Looking back today, over a year later, I would have made the same decision to have a natural delivery. Even in my late teens and early twenties, I knew I wanted to have my children naturally. And at 26, when I found out I was pregnant, when people told me, “You definitely want the drugs,” that didn’t change my mind.
After what seemed to be so long, nine months passed and I was two days overdue. My doctor told me if I didn’t go into labor in the next two days, she was going to have to induce me. I had heard that being induced usually made labor harder and more painful. Knowing this, I really wanted my baby to come without having to be induced.
That week, I did have very dull back aches, but they didn’t bother me. I was so large and just couldn't get comfortable in any position to sit or sleep. We had just gotten new carpet in our bedroom and it was October 13. I was relaxing and watching some movies. Throughout the day, I had sharp pains, sort of like period cramps but these were isolated to one area. I started getting nervous because I knew my baby would be here soon.
Later that night, after much tossing and turning, I decided to take a hot shower to relax my muscles so I could try to get some sleep. I walked into our bedroom and sat on our newly-carpeted floor to read some more of my baby book. All of a sudden the water gushed from me! I do recall a very slight popping sound.
We called my doctor, only to learn she was out of town on an emergency! I would have an on-call OB! The fear in me grew more; I wasn't sure I could do this without her walking me through it! The nurse asked me how far apart my contractions were, and I told her I wasn’t sure I had any yet, at least none that I knew of. As I was finishing packing though, the contractions hit me. That’s when I realized, “This was it; this was real!” The contractions started about six minutes apart. I thought I would have all this in-between time, but I didn’t! My husband had to help me down our stairs, and this was a task all in itself! When the contraction would hit, I would have to stop and wait it out before I could take another step down. But I finally got down the stairs and into our truck.
My hospital was 25 minutes away. I told my husband that we were never going to make it, that I could feel the baby coming! He put on his flashers and sped up. At this time, halfway there, my contractions were about two minutes apart and growing stronger and closer together.
I kept thinking about all the labor stories, and how everyone I talked to told me about their 13, 25, or even 39 hours of labor! With me, this was not the case! It was NOW! I was shocked that everything was coming on so quickly! When I got out of the truck, I felt this drop, and it must have been the baby dropping under my pelvic bone. I knew we’d better hurry! We got up to my room; fortunately my doctor and I had already reserved it the previous day when we talked about inducing. I got into my gown and when I was checked, I was at 10 centimeters! It was go time! For a split second I wasn't sure I could do it, but it was too late for pain medication! It was time to push! The nurse ran out in the hall and told the doctor to come in, shouting, "I can see the baby's hair!" The doctor told me to push. I had one nurse on each side holding a leg, and my husband holding my hand, offering encouraging words. There was so much pressure, and it seemed like more pressure than pain at this point.
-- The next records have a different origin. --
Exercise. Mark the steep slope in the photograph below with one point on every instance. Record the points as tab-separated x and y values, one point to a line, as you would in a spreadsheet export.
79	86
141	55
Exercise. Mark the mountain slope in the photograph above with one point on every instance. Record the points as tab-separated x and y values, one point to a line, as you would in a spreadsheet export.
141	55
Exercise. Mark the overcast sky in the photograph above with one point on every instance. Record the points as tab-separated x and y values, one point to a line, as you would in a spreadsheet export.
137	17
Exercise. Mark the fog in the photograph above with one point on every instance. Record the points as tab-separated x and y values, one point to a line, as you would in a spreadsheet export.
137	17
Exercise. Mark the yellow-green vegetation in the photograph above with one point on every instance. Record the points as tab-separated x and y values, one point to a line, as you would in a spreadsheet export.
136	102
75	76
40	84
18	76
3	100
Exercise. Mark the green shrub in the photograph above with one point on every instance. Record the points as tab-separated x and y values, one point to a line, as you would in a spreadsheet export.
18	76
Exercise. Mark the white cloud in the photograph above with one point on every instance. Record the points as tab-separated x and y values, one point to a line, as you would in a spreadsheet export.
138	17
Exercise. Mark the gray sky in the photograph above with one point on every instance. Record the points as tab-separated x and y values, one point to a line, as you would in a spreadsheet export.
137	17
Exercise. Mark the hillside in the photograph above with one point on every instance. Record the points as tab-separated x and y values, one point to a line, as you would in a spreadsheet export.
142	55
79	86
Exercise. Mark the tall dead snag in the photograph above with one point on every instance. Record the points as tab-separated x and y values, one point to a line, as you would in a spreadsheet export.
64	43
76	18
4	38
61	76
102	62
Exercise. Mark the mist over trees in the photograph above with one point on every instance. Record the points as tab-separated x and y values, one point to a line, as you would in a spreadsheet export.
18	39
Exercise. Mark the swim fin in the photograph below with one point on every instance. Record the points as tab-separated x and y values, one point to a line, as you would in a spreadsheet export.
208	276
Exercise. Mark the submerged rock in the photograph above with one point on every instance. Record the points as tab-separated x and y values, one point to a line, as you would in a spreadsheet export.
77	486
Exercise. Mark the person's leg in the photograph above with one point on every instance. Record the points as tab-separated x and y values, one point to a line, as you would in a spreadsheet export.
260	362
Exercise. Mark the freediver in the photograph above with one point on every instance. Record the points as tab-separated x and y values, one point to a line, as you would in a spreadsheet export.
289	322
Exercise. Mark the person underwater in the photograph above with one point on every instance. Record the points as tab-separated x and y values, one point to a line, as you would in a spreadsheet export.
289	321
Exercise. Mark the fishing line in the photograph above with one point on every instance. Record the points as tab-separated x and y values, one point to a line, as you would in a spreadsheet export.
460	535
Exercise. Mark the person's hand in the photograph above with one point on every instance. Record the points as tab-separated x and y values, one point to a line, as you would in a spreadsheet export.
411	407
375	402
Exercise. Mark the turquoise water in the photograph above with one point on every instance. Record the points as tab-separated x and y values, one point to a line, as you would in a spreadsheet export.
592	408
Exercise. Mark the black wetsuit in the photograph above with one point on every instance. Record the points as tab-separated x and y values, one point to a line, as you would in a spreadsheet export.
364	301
With my first push, I kept my whole body completely relaxed except for the muscles I needed to use down below, and out came my son’s head. It felt so good! How could it feel so good? It relieved so much pressure that it was like a sigh of relief! With my second push, I almost completely stopped, and for a slight moment I didn't think I had it in me. Then I pushed again, with all I had, and he came out even more. Though I didn't feel this because of all the pressure, I did tear in three places. Sometimes tearing is just going to happen no matter what. Then the doctor said the best thing, “One more slow push,” and that was it! There was my beautiful little boy, Jonathan, all eight-pounds, one-ounce of him! He was so beautiful, I didn't feel any pain or discomfort any more! I looked into his eyes and looking at him took all that pain away! The only medication I asked for was a local to numb me while my tears were being repaired.
Would I do it naturally again? Absolutely! It’s funny how much more you appreciate what your body can do after you have had a child!